Fri, Jan 05, 2018 - Page 3 News List

Taipei court rejects third lesbian couple

LAWMAKERS’ TURN:In the third in a series of rulings on same-sex marriage, the court said localities cannot be forced to act before the legislature passes a new marriage law

By Jason Pan  /  Staff reporter

Marriage Equality Platform spokesperson Jennifer Lu yesterday speaks in front of the Taipei High Administrative Court after the court ruled that it cannot order local government offices to register a same-sex marriage between Lu and her partner.

Photo: Liu Hsin-de, Taipei Times

The Taipei High Administrative Court yesterday handed a setback to lesbian couple Jennifer Lu (呂欣潔) and Chen Ling (陳凌) when it decided the court cannot order local government offices to register their same-sex marriage.

They were the third lesbian couple to see their requests denied by the court since October last year, just nine days after the court rejected a similar request by Liang Tzung-huei (梁宗慧) and Chu Pei-shuan (朱珮諠).

In yesterday’s ruling, the court said relevant amendments legalizing same-sex marriage have not yet cleared the legislature and therefore local authorities had no legal basis to approve the plaintiffs’ marriage application.

The case can still be appealed, according to the court statement provided by presiding judge Huang Chiu-hung (黃秋鴻).
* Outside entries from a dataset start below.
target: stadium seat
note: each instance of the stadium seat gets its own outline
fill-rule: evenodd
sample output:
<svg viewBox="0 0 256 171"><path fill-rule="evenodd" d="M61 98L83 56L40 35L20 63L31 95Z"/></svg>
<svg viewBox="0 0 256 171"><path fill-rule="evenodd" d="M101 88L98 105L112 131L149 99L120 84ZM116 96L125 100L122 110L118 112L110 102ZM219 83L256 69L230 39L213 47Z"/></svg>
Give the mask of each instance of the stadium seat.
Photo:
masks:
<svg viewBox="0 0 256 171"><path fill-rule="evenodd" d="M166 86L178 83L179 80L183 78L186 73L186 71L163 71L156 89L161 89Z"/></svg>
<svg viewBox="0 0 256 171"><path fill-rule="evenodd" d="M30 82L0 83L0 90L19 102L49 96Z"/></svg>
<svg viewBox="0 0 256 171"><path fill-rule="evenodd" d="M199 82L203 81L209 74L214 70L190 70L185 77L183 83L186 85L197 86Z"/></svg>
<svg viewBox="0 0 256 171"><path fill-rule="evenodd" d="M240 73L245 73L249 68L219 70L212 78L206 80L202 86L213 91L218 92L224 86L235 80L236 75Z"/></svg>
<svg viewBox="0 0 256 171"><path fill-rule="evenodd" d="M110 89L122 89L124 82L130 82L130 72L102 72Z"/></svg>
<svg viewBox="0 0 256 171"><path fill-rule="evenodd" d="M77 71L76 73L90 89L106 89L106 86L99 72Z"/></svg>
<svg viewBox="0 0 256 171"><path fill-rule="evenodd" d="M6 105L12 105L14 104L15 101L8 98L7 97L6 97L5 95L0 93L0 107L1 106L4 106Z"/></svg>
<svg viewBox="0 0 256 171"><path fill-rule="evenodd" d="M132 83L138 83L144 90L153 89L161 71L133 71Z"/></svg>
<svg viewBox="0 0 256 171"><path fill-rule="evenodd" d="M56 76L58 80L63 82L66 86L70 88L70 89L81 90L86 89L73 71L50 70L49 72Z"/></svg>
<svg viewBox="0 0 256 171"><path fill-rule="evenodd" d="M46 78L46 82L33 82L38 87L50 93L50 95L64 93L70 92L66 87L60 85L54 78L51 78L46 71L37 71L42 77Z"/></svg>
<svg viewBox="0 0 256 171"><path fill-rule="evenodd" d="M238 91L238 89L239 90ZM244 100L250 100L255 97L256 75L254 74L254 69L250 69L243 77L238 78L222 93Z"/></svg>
The litigation originated in August 2014, when The Taiwan Alliance to Promote Civil Partnership Rights as part of a campaign encouraged members of the lesbian, gay, bisexual, and transgender (LGBT) community to register for marriage at Taipei’s Zhongzheng District Household Registration Office.

The couples’ requests to marry were rejected by staff at the household registration office, who cited the Civil Code, which stipulates that marriage is a union between a man and a woman.

Subsequently, Lu and Chen, along with two other couples, sought to challenge the decision in court. The Taipei High Administrative Court started hearings in the case in April 2015.

Yesterday’s ruling acknowledged the Council of Grand Justices’ Constitutional Interpretation No. 748 of May 24 last year, in which they ruled that the Civil Code’s definition of marriage violated the principles of freedom of marriage and equality enshrined in the Constitution.

However, Huang noted that the court cannot order local household registration offices to accept registration for same-sex marriage, as there is not yet a legal basis.

The interpretation gave the government two years to amend the Civil Code, the statement said, adding that in the meantime, the plaintiffs could still apply for marriage, but the marriages would only be legalized after the new marriage law has been promulgated.

Lu said she was disappointed by the ruling and would appeal the decision, asking the government and the legislature to expedite the amendment process to protect same-sex couples’ right to marry.

Lu’s lawyer, Victoria Hsu (許秀雯), said it was regrettable that all three couples have lost their court cases, despite the grand justices’ interpretation.

The court on Tuesday last week issued a similar ruling in the case of Liang and Chu, saying it did not have the authority to pressure household registration offices into recognizing same-sex marriages before a legal framework for such unions is promulgated into law.